Aqui o Senhor mostrou aos Seus discípulos que o Cristianismo não é caracterizado pelo que se encontra, mas pelo que se traz. Nosso bendito Salvador não veio para ser servido, mas para servir, e Ele deixou um exemplo para nós. Você está em uma situação difícil em casa ou no trabalho? Deus lhe dará a graça para enfrentar essa situação, primeiro dando-lhe paz sobre ela em sua própria alma, e depois para ajudá-lo a mostrar um pouco do amor e graça de Cristo aos outros. Você está em uma situação difícil na assembleia local? O Senhor pode usar você para ser de ajuda. Um andar piedoso consistente nunca passará despercebido.

Quando o Senhor estava no Jardim do Getsêmani (falo reverentemente), Ele poderia ter pensado apenas em Si mesmo. Em vez disso, Seus pensamentos eram para os Seus discípulos, e Ele disse a eles: “Vigiai e orai, para que não entreis em tentação” (Mt 26:41). Quando os soldados vieram prendê-Lo, Ele disse: “Se é a Mim, pois, que buscais, deixai ir estes” (Jo 18:8 – ARA). Quando Pedro posteriormente O negou, o Senhor Se virou e olhou para ele, sem dúvida com amor e compaixão. Quando homens O estavam pregando na cruz, Ele disse: “Pai, perdoa-lhes, porque não sabem o que fazem” (Lc 23:34). Quando o ladrão ao Seu lado, que pouco antes O estava injuriando, disse: “Senhor, lembra-Te de mim, quando entrares no Teu reino. E disse-lhe Jesus: Em verdade te digo que hoje estarás Comigo no paraíso” (Lc 23:42, 43). Quando Ele viu Sua mãe ali junto à cruz, como o filho mais velho na família Ele assumiu a responsabilidade de providenciar os cuidados dela, e a entregou a João. Em tudo Seus pensamentos eram para os outros, e não para Si mesmo. Certamente você e eu nos curvamos em humilde adoração diante de tal graça, percebendo que nunca a alcançaremos enquanto estivermos neste mundo. Como observamos anteriormente, Deus está começando essa obra em nós aqui neste mundo, e, se Cristo está preenchendo nosso coração, então podemos pedir a graça para reagir às situações como Ele reagiu. Se foco na injustiça que os outros estão cometendo, eu mesmo cometerei injustiça. Se meus olhos estão no Senhor, embora outros possam ser culpados de ações erradas, posso ter reações corretas.

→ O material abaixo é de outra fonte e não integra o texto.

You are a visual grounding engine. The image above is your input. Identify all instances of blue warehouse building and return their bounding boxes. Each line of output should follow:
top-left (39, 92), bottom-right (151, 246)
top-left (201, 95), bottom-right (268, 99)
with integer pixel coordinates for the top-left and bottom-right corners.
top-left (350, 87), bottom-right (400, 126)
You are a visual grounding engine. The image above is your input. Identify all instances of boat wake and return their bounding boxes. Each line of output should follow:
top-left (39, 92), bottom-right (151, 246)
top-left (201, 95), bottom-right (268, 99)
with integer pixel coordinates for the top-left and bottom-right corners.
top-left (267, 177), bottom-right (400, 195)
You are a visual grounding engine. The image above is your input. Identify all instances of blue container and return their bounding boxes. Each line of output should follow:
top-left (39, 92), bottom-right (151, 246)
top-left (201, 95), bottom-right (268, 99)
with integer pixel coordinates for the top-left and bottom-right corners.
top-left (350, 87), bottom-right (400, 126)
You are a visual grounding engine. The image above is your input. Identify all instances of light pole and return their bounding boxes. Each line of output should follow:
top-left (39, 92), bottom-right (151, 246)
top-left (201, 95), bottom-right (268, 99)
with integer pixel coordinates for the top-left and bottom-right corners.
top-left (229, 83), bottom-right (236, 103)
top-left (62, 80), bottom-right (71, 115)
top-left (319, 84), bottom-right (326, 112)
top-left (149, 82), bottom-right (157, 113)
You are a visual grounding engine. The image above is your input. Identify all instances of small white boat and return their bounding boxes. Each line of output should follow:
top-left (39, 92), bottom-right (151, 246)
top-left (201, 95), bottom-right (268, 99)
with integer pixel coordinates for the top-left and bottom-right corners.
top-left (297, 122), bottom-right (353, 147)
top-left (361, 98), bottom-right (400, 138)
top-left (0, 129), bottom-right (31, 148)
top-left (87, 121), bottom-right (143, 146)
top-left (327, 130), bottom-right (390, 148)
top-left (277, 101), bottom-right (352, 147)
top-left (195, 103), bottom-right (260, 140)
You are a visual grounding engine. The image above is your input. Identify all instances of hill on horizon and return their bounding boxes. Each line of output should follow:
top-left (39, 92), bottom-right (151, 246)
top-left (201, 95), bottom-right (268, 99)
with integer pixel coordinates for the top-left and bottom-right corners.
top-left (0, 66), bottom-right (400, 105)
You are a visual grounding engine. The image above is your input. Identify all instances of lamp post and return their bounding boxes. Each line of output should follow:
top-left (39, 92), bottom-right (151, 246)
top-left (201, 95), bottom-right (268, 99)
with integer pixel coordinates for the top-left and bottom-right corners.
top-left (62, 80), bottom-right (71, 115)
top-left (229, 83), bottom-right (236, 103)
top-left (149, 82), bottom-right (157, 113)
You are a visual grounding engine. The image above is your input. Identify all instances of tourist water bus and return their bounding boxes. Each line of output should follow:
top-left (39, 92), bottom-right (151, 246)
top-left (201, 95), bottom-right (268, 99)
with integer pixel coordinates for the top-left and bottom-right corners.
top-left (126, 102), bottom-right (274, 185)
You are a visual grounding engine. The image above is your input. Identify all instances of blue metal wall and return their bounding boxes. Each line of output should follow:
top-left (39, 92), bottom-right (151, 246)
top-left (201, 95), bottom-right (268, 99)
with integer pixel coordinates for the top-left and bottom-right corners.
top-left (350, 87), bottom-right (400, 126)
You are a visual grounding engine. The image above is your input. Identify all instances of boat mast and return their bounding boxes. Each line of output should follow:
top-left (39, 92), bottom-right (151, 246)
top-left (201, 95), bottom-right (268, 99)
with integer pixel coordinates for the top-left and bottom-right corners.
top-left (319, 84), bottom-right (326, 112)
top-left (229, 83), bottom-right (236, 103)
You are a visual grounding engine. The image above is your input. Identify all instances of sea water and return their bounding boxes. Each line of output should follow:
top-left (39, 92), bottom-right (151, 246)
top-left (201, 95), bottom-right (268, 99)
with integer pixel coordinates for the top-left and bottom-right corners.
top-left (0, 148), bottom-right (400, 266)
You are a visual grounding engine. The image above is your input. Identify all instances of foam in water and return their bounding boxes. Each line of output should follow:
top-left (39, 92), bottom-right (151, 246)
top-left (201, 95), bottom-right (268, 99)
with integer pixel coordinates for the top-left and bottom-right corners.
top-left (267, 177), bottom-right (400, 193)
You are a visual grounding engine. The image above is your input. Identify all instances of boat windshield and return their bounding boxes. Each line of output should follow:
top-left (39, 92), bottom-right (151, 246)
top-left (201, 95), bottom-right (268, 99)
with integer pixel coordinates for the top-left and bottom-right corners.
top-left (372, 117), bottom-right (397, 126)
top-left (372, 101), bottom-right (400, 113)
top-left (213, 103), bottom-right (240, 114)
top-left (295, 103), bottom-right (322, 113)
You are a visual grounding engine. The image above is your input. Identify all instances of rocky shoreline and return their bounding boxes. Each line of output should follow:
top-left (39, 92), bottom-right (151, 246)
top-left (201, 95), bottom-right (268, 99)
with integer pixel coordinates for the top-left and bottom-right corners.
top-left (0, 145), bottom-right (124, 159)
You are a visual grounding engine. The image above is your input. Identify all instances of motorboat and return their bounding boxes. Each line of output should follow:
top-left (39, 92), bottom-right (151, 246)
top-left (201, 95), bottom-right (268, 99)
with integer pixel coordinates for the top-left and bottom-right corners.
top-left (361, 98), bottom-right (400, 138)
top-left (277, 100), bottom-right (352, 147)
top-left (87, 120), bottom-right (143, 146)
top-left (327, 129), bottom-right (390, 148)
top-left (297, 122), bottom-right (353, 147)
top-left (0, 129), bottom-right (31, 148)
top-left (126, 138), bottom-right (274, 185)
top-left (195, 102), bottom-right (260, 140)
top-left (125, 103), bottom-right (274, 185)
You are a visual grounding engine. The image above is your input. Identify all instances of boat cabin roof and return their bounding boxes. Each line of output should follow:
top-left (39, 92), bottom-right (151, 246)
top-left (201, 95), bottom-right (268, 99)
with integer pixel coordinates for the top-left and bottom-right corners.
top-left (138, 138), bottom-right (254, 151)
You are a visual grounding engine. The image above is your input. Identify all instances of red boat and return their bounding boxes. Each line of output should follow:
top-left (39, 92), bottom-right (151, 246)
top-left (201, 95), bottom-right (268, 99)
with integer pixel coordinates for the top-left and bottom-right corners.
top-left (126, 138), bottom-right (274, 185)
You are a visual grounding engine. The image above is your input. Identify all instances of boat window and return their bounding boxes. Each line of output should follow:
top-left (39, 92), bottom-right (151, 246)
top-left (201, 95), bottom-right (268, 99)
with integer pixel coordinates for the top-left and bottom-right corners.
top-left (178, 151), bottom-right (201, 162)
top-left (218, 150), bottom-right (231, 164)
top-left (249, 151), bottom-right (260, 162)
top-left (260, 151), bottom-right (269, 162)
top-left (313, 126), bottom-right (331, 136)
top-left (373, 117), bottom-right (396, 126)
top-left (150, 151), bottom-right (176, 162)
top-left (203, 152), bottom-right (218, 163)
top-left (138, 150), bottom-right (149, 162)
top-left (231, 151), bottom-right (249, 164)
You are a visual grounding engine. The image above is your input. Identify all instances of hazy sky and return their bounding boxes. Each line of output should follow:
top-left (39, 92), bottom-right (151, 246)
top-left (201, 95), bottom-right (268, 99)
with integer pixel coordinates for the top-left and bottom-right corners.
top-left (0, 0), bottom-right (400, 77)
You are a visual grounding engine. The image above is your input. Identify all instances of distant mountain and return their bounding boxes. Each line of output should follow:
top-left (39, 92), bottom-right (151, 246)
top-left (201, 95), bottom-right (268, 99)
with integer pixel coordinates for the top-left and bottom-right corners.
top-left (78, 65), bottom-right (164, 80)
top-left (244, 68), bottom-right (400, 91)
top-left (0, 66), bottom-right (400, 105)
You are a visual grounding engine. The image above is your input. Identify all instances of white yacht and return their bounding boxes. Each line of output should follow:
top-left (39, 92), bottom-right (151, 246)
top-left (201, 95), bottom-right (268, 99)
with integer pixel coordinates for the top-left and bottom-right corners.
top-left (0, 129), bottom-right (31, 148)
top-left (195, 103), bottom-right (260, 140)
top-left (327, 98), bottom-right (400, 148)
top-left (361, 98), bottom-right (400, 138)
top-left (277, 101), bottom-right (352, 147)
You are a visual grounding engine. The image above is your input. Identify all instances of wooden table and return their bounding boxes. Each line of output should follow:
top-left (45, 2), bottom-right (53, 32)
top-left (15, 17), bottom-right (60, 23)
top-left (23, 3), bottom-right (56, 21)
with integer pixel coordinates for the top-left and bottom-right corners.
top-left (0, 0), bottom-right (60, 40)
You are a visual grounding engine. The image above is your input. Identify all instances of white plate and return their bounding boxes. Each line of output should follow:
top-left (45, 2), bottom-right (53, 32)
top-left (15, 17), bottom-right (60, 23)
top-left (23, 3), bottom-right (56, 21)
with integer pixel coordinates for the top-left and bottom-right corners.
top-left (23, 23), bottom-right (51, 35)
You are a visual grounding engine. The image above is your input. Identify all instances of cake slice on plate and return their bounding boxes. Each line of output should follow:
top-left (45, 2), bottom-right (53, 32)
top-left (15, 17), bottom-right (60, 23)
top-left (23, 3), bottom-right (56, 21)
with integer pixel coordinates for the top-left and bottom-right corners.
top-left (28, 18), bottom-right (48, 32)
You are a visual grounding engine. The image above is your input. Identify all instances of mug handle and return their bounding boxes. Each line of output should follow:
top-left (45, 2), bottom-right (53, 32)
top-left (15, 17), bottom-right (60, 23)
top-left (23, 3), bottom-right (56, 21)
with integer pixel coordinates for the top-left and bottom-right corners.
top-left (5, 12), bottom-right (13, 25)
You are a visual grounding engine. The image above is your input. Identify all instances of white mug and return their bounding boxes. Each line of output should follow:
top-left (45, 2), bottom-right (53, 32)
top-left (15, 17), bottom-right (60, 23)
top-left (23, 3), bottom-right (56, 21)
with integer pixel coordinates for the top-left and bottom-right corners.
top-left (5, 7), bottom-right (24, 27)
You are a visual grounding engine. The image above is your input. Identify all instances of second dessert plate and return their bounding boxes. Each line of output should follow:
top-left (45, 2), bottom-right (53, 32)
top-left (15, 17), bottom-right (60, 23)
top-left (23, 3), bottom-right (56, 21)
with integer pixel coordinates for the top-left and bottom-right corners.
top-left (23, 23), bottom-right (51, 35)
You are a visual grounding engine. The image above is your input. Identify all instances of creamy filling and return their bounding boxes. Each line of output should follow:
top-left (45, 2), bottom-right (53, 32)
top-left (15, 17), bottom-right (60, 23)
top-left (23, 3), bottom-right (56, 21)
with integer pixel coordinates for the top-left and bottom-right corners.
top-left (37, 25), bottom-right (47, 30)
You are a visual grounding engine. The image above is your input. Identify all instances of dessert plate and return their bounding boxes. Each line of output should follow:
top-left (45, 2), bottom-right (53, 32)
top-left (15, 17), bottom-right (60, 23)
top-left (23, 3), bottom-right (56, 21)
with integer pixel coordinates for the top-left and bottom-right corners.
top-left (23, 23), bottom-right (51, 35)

Se outra pessoa está fazendo algo certo, posso sentir com ela e ser de ajuda e de encorajamento para ela. Mas, se estiver agindo errado, posso sentir por ela. Posso pedir ao Senhor a graça para ser de ajuda para essa pessoa, mesmo que eu esteja sofrendo com a injustiça que está sendo cometida por ela. Isso é sempre algo difícil de fazer, e às vezes há situações em que, humanamente falando, parece ser absolutamente impossível. Há situações em que a injustiça é tão grande e o dano emocional tão severo que parece impossível ter a graça para se compadecer pelo transgressor. Eu não minimizaria, de forma alguma, a seriedade de algumas dessas injustiças. Mas, então, somos levados de volta para a cruz, e somos lembrados de Hebreus; “Considerai, pois, Aquele que suportou tais contradições dos pecadores contra Si mesmo, para que não enfraqueçais, desfalecendo em vossos ânimos [vossa alma – ARA] (Hb 12:3). Ninguém jamais passou por tantas tristezas como nosso bendito Salvador, e Ele passou sozinho. O que O manteve (e novamente falo reverentemente) foi o gozo que Lhe estava proposto, e nisso Ele nos deixou um exemplo. Espero expressar isso com sentimento, que, embora a diferença entre uma situação e outra possa ser uma questão de grau, o princípio permanece o mesmo. Uma situação pode requerer mais graça do que outra, mas “Ele dá maior graça” (Tg 4:6 – ARA). Dizer que há uma situação que pode surgir em nossa vida na qual Ele não poderia dar a graça para agir de acordo com Sua Palavra é negar Sua suficiência.

Lembro-me de ter conversado com uma menina que veio de um lar muito difícil, onde seu pai não a havia tratado muito bem. Após ouvi-la por algum tempo, pude certamente simpatizar com a dor que ela sentia. Ela tinha todas as razões para estar amarga e ressentida sobre o que ela vivenciou. Quando comecei a conhecê-la um pouco melhor, e falávamos sobre o remédio para aqueles sentimentos, disse a ela; “Você consegue superar a sua dor e sentir simpatia por seu pai, que provavelmente também está sofrendo e precisa de ajuda?” Ela nunca havia pensado nisso antes. A sabedoria do mundo iria dizer que temos que expressar nossa raiva, que temos que confrontar o transgressor, que temos que fazê-lo sentir/perceber o quanto fomos machucados. Mas a sabedoria de Deus nos mostra que podemos levar nossa dor ao Senhor e resolver tudo com Ele somente. (E é importante lidar com essa dor – encobri-la e fingir que nada aconteceu não é a resposta.) Às vezes, um amigo de confiança e confidente pode ser de grande ajuda para colocar em ordem as muitas emoções conflitantes em um momento como esse. Mas se tal indivíduo não está disponível, lembremos que o Senhor Jesus passou pela agonia da cruz no Jardim do Getsêmani sozinho com Seu Pai. Foi ali que o suor caiu de Sua testa, e onde Ele pediu a Seu Pai, passa de Mim este cálice. Então, perante o mundo, Seus pensamentos podiam ser para os outros.

Não é errado expressar a dor, e talvez desafogar os sentimentos que brotam em nosso coração – não, é algo mais do que necessário ao lidarmos com essas terríveis experiências. Também não é errado confrontar o transgressor, para deixá-lo ciente do quanto fomos machucados. Se feito da maneira correta e sob as circunstâncias corretas, pode ser muito útil para resolver a questão. Mas lembremos que o Senhor entende melhor do que qualquer outro. Então Ele nos dará a graça, primeiro para estarmos em paz com nós mesmos, e então para termos sentimentos corretos em relação ao transgressor.